Doch darf und muss mit Berechtigung gefragt werden: Inwiefern kann man die miserable Lage überhaupt dem Senat ankreiden? War es nicht viel mehr die internationale Finanzkrise, die jegliche Konsolidierungsbemühungen zunichte gemacht hat? Die Antwort liegt, wie so oft, in der Mitte. Tatsache ist: Finanzpolitisch betrachtet war Schwarz-Grün vom Start weg ein Schönwetterprojekt. Weil im Frühjahr 2008 die Steuern sprudelten wie nie zuvor in der Geschichte Hamburgs, entstand der Koalitionsvertrag unter dem Motto "Wünsch dir was", der Punkt "Haushalt/Finanzen" wurde ganz am Ende auf einer halben Seite abgehandelt. Auch die heraufziehende Finanzkrise sollte die schwarz-grünen Flitterwochen nicht stören: Statt Schulden zu tilgen oder Rücklagen zu bilden, wurde das Geld mit vollen Händen ausgegeben - wobei 2008 trotzdem, ebenso wie 2007, ein ausgeglichener Haushalt stand. Eine glückliche Fügung.
Doch kaum ein Jahr später war das Glück aufgebraucht. Als die Steuereinnahmen 2009 einbrachen, blieb dem Senat kaum etwas anderes übrig, als die Lücke von sechs Milliarden Euro (bis 2014) über Kredite zu füllen. Das Problem sind dabei weniger die Investitionen in Projekte wie Schulreform, Elbphilharmonie, Stadtbahn oder Elbvertiefung - das sind einmalige Ausgaben, die ja auch neue Werte schaffen. Der Mühlstein um den Hals des Senats sind vielmehr die durch diverse Einzelmaßnahmen enorm gesteigerten laufenden Ausgaben. Mehr und teilweise kostenlose Kitaplätze, niedrigere Studiengebühren, eine "Arbeitsstelle Vielfalt" gegen Diskriminierung - von den Kosten für diese Segnungen kommen CDU und GAL jetzt kaum noch herunter.

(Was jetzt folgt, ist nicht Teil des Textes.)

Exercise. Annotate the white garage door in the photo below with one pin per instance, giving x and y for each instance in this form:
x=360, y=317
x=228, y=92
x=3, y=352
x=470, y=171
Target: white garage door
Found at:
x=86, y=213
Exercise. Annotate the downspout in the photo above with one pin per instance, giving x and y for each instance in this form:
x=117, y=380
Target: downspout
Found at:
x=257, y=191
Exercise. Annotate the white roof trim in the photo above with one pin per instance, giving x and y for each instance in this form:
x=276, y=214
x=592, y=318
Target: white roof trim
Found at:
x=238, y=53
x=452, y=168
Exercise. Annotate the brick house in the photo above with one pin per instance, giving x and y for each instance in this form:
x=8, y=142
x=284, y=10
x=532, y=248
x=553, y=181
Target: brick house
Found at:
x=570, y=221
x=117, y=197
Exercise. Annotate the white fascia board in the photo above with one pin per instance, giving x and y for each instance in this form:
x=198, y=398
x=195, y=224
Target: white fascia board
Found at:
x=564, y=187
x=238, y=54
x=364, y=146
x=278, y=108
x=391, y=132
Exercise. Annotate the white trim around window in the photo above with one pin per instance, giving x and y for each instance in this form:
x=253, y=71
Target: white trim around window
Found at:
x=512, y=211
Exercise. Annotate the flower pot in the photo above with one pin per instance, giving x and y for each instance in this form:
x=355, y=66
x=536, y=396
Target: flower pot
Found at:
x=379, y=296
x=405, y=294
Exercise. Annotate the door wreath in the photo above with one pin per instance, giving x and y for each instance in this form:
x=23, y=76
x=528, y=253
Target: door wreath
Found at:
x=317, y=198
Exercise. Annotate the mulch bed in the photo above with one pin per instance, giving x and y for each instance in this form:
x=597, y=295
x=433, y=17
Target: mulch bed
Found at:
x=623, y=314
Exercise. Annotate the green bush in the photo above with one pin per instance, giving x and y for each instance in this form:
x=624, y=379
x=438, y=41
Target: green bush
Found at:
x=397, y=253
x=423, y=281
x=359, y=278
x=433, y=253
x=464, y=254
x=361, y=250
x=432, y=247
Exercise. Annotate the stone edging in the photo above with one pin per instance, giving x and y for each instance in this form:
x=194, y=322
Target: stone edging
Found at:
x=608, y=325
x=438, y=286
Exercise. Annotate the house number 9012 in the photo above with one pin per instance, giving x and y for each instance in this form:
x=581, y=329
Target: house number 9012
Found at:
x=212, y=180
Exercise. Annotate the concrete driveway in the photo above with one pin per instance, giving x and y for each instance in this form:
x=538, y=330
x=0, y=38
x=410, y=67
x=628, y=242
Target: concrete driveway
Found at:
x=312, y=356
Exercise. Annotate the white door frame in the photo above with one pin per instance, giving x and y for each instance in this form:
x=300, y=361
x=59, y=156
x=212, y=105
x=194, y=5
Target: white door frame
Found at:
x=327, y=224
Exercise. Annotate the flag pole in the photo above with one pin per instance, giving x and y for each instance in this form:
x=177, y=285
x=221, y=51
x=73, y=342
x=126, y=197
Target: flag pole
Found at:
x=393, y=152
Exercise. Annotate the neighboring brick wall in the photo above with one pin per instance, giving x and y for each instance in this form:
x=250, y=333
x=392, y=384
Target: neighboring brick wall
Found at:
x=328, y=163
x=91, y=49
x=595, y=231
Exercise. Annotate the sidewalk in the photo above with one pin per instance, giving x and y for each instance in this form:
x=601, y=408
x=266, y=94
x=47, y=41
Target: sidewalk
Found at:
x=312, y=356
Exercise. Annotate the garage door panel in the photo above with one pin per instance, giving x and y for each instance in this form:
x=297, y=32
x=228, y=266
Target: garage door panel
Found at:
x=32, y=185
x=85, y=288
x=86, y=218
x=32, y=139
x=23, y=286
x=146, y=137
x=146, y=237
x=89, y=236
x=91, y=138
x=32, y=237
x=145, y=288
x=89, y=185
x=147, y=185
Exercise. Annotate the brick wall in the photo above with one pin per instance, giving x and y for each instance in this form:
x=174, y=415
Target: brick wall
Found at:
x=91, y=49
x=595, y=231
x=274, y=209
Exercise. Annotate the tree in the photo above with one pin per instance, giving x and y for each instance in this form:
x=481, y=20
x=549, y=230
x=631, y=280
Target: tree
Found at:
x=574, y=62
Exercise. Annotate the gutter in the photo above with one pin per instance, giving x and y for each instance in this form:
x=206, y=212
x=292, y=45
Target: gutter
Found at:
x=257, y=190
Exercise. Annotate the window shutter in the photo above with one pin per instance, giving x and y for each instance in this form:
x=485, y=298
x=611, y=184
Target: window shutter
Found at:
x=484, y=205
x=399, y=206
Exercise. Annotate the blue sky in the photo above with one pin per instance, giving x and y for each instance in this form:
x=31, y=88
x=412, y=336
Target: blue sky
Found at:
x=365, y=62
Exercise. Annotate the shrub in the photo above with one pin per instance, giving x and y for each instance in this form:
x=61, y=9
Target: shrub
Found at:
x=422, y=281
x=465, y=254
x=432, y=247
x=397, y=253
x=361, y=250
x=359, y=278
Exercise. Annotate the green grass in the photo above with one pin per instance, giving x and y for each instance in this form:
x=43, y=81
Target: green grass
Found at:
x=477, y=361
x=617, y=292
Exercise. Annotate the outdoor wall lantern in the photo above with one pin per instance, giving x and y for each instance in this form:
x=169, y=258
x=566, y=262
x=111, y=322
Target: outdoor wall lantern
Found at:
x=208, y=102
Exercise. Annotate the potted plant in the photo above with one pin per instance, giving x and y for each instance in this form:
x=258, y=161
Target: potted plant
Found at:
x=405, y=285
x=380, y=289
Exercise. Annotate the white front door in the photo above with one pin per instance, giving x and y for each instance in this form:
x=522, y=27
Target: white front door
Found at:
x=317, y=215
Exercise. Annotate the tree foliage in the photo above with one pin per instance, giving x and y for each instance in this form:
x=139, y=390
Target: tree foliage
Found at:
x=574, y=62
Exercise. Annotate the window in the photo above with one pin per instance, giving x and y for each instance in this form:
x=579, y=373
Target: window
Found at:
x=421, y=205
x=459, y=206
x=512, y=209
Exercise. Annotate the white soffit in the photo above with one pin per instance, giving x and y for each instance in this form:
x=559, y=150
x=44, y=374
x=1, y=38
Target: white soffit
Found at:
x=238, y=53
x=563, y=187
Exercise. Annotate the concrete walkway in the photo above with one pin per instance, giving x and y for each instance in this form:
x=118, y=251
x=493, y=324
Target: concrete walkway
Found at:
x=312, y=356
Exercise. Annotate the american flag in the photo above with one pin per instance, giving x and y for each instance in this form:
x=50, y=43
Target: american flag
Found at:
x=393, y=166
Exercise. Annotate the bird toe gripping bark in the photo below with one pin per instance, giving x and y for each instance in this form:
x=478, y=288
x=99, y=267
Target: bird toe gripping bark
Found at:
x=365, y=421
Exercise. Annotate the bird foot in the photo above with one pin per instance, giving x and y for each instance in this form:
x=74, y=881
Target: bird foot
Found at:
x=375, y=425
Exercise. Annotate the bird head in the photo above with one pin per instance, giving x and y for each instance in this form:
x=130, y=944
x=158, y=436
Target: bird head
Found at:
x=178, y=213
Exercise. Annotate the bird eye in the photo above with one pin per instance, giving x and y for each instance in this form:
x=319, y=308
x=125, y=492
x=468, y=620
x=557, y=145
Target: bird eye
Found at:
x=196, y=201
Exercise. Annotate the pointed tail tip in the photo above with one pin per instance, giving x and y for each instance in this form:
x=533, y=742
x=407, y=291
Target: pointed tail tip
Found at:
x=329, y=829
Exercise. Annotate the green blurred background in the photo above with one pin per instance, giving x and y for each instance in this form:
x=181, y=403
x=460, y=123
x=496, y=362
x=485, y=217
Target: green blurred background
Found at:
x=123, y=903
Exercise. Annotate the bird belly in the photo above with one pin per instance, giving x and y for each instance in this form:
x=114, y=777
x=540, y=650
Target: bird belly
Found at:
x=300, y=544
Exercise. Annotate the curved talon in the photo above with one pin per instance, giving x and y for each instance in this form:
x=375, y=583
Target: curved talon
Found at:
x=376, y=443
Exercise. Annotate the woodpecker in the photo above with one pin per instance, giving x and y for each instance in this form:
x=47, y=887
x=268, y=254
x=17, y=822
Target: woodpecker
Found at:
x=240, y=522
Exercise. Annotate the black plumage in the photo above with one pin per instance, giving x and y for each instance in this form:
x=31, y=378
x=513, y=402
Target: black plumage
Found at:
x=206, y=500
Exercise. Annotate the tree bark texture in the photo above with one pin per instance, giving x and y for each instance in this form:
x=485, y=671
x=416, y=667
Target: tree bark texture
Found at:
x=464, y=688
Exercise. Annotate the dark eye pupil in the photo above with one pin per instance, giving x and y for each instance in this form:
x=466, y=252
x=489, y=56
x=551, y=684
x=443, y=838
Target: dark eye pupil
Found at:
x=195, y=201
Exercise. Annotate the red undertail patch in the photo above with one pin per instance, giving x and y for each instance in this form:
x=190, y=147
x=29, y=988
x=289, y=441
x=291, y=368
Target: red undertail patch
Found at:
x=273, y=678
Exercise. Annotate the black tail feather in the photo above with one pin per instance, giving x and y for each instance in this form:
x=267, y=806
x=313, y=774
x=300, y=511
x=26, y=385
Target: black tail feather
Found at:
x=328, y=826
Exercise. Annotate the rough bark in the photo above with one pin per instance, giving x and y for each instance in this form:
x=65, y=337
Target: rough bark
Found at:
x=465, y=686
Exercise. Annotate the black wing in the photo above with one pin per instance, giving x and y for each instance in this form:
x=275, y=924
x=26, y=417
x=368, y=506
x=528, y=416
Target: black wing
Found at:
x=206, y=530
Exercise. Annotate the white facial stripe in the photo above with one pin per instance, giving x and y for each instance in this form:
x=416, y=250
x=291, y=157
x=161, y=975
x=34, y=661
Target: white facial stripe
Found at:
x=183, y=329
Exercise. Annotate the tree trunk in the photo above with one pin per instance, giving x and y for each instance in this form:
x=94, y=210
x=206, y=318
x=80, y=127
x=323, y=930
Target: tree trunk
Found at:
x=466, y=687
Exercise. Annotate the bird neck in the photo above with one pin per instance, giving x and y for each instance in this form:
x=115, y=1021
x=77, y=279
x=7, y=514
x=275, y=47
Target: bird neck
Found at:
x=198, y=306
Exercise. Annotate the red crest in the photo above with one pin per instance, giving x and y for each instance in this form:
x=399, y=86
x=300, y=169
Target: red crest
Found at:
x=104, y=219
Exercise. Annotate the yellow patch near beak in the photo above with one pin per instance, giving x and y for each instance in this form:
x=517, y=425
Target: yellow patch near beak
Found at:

Das zeigte sich im Herbst 2009, als ein Sparprogramm aufgelegt wurde, um die Zinsen für die neuen Kredite aus eigener Kraft zahlen zu können. Das Ergebnis war ein Aufschrei der Empörung, weil zum Beispiel das Mittagessen in Kitas 40 Cent teurer werden sollte. Aber was wäre die Alternative gewesen? Noch mehr Schulden! Für den Finanzsenator heißt das: Probleme bekommt er so oder so. Aber ist er deswegen auch das Problem? Abgesehen von einigen ungeschickten Äußerungen steht der Beleg dafür noch aus.
Anlass zur Hoffnung bietet ausgerechnet die HSH Nordbank. Zwar wird sich vor allem Freytag im Untersuchungsausschuss noch der Frage stellen müssen, warum er die Lage so lange schöngeredet hat. Aber nicht zu leugnen ist, dass die Rettung die Stadt bislang noch keinen Cent gekostet hat. Im Gegenteil: Unter dem Strich kassieren Hamburg und Schleswig-Holstein pro Jahr 150 Millionen Euro an Gebühren. Sollte die Garantie der Länder unangetastet bleiben, könnte die Aktion am Ende sogar ein gutes Geschäft werden. Das ist aber, wie gesagt, nur eine Hoffnung.